Drew Conway’s Venn Diagram

The famous diagram breaks down the field off data science into three main categories of knowledge (Hacking Skills, Math & Stats, and Substance) and how combining any two of those ideas is not data science, it can actually be dangerous.  You need to acquire all three to participate in this field.

Mike Loukides, What is data science?, O’Reilly Radar, 2010

I think Hal Varian’s quote used in the end of the article sums it up best, “The ability to take data – to be able to understand it, to process it, to extract value from it, to visualize it, to communicate it – that’s going to be a hugely important skill in the next decade.”

Mike Driscoll, “The Seven Secrets of Successful Data Scientists

The Seven Secrets along with my thoughts:

  1. Choose The Right-Sized Tool: Sometimes Excel is the best tool for the job and other times you need Hadoop.
  2. Compress Everything: It saves you time and money but don’t watch your size.  It’s a good idea to split up large files.
  3. Split Up Your Data: I like this quote, “The real world is partitioned – whether as zip codes, states, hours, or top-level web domains – and your data should be too.” Follow Hadley Wickham’s design pattern: Split, Apply, Combine.
  4. Sample Your Data: Inside of wasting your time, try sampling your data to figure out your approach and if you need to make any adjustments before running the full workload.
  5. Smart Borrows, But Genius Uses Open Source: There is no reason to rebuild the wheel. Check the open source community to see if someone has already built what you’re thinking of building.
  6. Keep Your Head in the Cloud: Quote to live by: “If you want to compute locally, pull down a sample. But if your data is in the cloud, that’s where your tools and code should be.”
  7. Don’t Be Clever: “Cleverness doesn’t scale.” Follow this rule: KISS.

Origins of “Volume, Velocity, Variety”

The three Vs to understand and deal with Big Data.

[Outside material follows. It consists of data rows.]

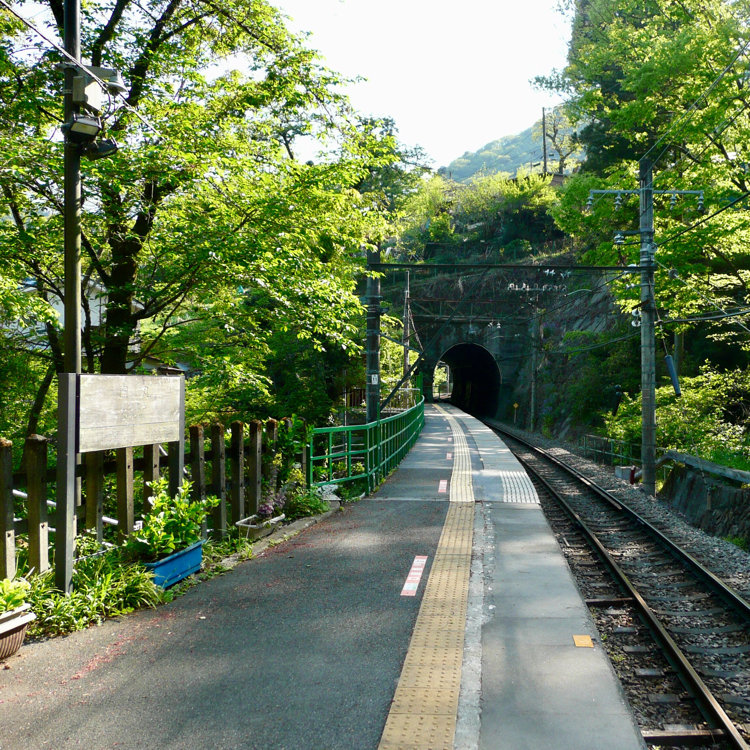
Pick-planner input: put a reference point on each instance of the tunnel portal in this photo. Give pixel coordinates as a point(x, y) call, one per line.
point(476, 379)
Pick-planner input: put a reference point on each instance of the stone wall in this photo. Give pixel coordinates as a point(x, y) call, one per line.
point(717, 507)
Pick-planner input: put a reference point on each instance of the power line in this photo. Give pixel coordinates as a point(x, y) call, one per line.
point(78, 64)
point(733, 202)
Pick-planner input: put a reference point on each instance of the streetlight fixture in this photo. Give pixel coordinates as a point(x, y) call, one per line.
point(82, 129)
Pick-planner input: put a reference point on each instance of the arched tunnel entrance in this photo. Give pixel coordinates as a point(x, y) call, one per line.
point(476, 379)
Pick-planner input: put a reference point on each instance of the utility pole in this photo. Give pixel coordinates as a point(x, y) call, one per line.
point(646, 269)
point(648, 341)
point(373, 340)
point(67, 484)
point(534, 344)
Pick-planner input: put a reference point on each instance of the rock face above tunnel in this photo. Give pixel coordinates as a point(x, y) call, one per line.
point(506, 357)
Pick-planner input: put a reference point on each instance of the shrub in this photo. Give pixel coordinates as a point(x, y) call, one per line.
point(13, 593)
point(171, 524)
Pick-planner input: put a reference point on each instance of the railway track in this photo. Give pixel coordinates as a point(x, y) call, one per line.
point(677, 634)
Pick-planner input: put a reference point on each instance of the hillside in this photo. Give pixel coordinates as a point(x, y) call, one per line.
point(523, 151)
point(504, 155)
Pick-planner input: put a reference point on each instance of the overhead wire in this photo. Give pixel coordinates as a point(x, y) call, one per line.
point(78, 64)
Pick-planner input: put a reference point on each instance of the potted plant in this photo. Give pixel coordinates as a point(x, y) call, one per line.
point(170, 541)
point(14, 614)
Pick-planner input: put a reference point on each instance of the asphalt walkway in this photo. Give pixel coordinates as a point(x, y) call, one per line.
point(307, 646)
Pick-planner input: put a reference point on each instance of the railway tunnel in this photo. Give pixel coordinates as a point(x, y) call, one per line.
point(477, 381)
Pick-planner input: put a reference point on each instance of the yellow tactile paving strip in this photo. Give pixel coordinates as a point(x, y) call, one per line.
point(423, 712)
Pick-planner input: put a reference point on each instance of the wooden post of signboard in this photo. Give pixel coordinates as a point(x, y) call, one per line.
point(7, 524)
point(198, 462)
point(237, 458)
point(95, 492)
point(36, 489)
point(125, 483)
point(272, 440)
point(255, 471)
point(176, 449)
point(65, 518)
point(219, 480)
point(151, 471)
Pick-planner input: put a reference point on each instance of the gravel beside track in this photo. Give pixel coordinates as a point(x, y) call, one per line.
point(725, 559)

The definitions from the article:

  1. Volume: Increase the depth and breadth of data available about any point of interaction.
  2. Velocity: Increased point-of-interaction (POI) speed, and consequently the pace dat used to support interactions and generated by interactions.
  3. Variety: Biggest barrier to effective data management will exist than variety of incompatible data formats, non-aligned data structures, and inconsistent data semantics.

eScience: The Fourth Paradigm (Foreward and Introduction, pages xi – xxxi; Gray’s Laws, pages 5-12)

Reading this today.

Chris Anderson,  “The End of Theory: The Data Deluge Makes the Scientific Method Obsolete” , Wired magazine, 2008

This article tries to answer this question: Is the scientific approach becoming obsolete? Another important question: What can we learn from Google? They didn’t know anything about advertising but were able succeed with applied math. They figured more data and better analytics would win.  What other areas can this strategy change?

Responses to Chris Anderson, 2008

A curated group of responses against Chris Anderson’s article listed above.  All of the responses are all trying to say the same thing.  Scientific theory is not dead.  Models and statistics will assist science not remove the human element from the equation.

I also read the first chapter of Doing Data Science – Introduction: What is Data Science? A free sample of the first chapter is available from this link.

Based on Rachel Schutt, a data scientist at Google, at the time, and the data science course she taught and created at Columbia University. Cathy O’Neil blogged about her experience taking the course and this book is based on those blog posts.  The book is trying to answer the questions about what is data science, data scientists, and what kind of work they do.